The “ear trumpet” was most likely the first partially effective hearing assistance approach. This device looked like an elongated trumpet. You would put the narrow end inside your ear so that the wide end faced out. At present, you wouldn’t think of this device as high tech, but back then they actually offer some assistance.
When electricity was introduced, hearing aids had a major revolution. The hearing aid as we now know it was really created in the 1950s. In order to do their job, they made use of large old fashioned style batteries and transistors in a fairly rudimentary design. But a hearing aid that could be easily worn and hidden started with these devices. The hearing aids of the 1950s might have appeared similar to modern hearing aids but the technology and capability is worlds apart.
Modern Features of Hearing Aids
Modern hearing aids are a technological masterpieces, to put it plainly. And they continue making improvements. Since the late twentieth century, modern hearing aids have been using digital technologies in several significant ways. The first, and the most crucial way, is straight forward: power. Modern hearing aids can pack considerably more power into a much smaller area than their earlier predecessors.
And with that greater power comes a large number of innovative developments:
- Speech recognition: The ultimate goal, for many hearing aid owners, is to enable communication. Isolating and amplifying voices, then, is a primary feature of the software of many hearing aids–from a busy restaurant to an echo-y meeting hall, this feature is useful in many situations.
- Construction: Modern hearing aids are normally made of high tech materials, so they feel more comfortable. While these new materials enable hearing aids to be more comfortable, it also enables them to be more heavy-duty. It’s easy to see how hearing aids have advanced on the outside as well as the inside by adding long lasting and rechargeable batteries.
- Health monitoring: State-of-the-art Health tracking software is also integrated into modern hearing aid options. For instance, some hearing aids can recognize whether you’ve fallen. Other features can count your steps or give you exercise support.
- Bluetooth connectivity: Your hearing aids are now able to connect to other devices using wireless Bluetooth technology. This can be incredibly helpful every day. Older hearing aids, for instance, would have irritating feedback when you would try to talk on the phone. With contemporary hearing aids, you can just connect to your cellphone via Bluetooth connectivity and never miss a call. This applies to a wide variety of other situations involving electronic devices. Because there’s no interference or feedback, it’s easier to listen to music, watch TV–you name it.
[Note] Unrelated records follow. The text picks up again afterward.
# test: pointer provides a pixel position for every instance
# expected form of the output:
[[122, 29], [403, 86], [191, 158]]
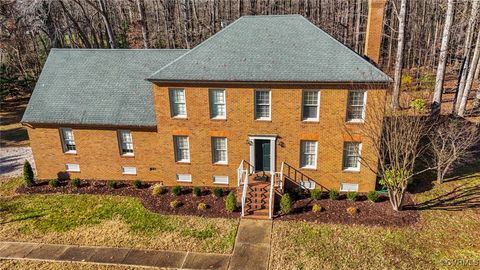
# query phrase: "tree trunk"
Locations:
[[399, 57], [471, 74], [437, 95]]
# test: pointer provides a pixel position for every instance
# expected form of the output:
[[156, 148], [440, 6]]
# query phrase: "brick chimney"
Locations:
[[373, 39]]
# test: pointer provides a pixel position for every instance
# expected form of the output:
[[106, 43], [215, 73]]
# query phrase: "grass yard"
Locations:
[[107, 221], [449, 229]]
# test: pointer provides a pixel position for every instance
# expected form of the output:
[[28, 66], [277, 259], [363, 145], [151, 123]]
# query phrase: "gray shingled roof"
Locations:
[[284, 48], [97, 87]]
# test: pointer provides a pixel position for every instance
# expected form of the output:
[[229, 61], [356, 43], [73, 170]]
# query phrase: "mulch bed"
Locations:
[[370, 214], [155, 203]]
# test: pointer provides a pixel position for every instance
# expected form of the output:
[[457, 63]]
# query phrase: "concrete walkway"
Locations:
[[251, 251]]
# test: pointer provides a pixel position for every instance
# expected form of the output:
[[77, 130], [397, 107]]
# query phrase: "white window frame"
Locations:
[[129, 170], [172, 104], [304, 166], [121, 143], [68, 167], [352, 169], [176, 149], [223, 162], [183, 177], [343, 189], [64, 144], [305, 119], [269, 118], [220, 179], [357, 120], [212, 104]]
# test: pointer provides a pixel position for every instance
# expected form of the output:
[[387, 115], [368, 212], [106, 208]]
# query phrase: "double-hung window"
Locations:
[[126, 142], [218, 106], [262, 104], [356, 105], [308, 153], [351, 156], [182, 149], [178, 103], [68, 141], [310, 105], [219, 150]]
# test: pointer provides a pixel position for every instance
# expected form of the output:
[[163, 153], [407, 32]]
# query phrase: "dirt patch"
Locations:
[[369, 213], [155, 203]]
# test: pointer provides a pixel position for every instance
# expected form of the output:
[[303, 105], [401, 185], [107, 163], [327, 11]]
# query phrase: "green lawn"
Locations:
[[107, 221], [441, 236]]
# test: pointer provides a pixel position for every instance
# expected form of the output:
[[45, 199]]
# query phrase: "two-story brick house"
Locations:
[[270, 91]]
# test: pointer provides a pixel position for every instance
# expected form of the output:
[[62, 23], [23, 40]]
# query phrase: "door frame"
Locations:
[[272, 140]]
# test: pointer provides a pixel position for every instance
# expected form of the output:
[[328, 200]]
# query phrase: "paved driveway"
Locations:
[[12, 159]]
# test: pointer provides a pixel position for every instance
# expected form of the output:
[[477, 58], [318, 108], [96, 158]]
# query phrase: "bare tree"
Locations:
[[442, 61], [451, 142]]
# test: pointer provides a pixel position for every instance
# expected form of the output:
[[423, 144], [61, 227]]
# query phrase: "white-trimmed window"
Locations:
[[182, 149], [129, 170], [351, 156], [68, 141], [71, 167], [126, 142], [218, 107], [310, 105], [184, 178], [178, 104], [223, 180], [308, 152], [346, 187], [219, 150], [263, 104], [356, 105]]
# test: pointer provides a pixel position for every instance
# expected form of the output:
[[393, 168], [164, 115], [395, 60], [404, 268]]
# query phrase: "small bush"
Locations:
[[112, 184], [315, 194], [75, 182], [137, 184], [175, 204], [333, 194], [54, 183], [352, 195], [230, 202], [202, 206], [197, 191], [352, 211], [177, 190], [373, 196], [286, 204], [317, 208], [28, 174], [218, 192]]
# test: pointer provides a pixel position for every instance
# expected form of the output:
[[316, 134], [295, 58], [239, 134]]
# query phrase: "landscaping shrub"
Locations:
[[373, 196], [230, 202], [112, 184], [177, 190], [137, 184], [218, 192], [75, 182], [202, 206], [333, 194], [175, 204], [317, 208], [158, 189], [197, 191], [54, 183], [28, 174], [315, 194], [286, 204], [352, 211], [352, 195]]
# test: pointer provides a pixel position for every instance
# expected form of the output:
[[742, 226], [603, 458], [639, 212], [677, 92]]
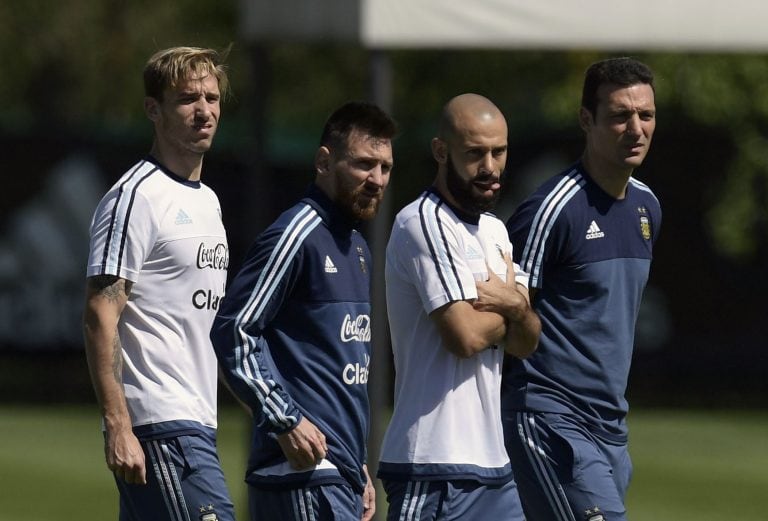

- Selective amplification: Hearing loss doesn’t occur through all wavelengths and frequencies uniformly. Perhaps you have a harder time hearing high-frequency sounds (or vice versa). Modern hearing aids are far more effective because they are able to boost only the frequencies you have a hard time hearing.
Just like rotary phones no longer exemplify long-distance communication, the hearing aids of old no longer represent what these devices are. Hearing aids aren’t what they once were. And we should be excited because they’re substantially better than they were.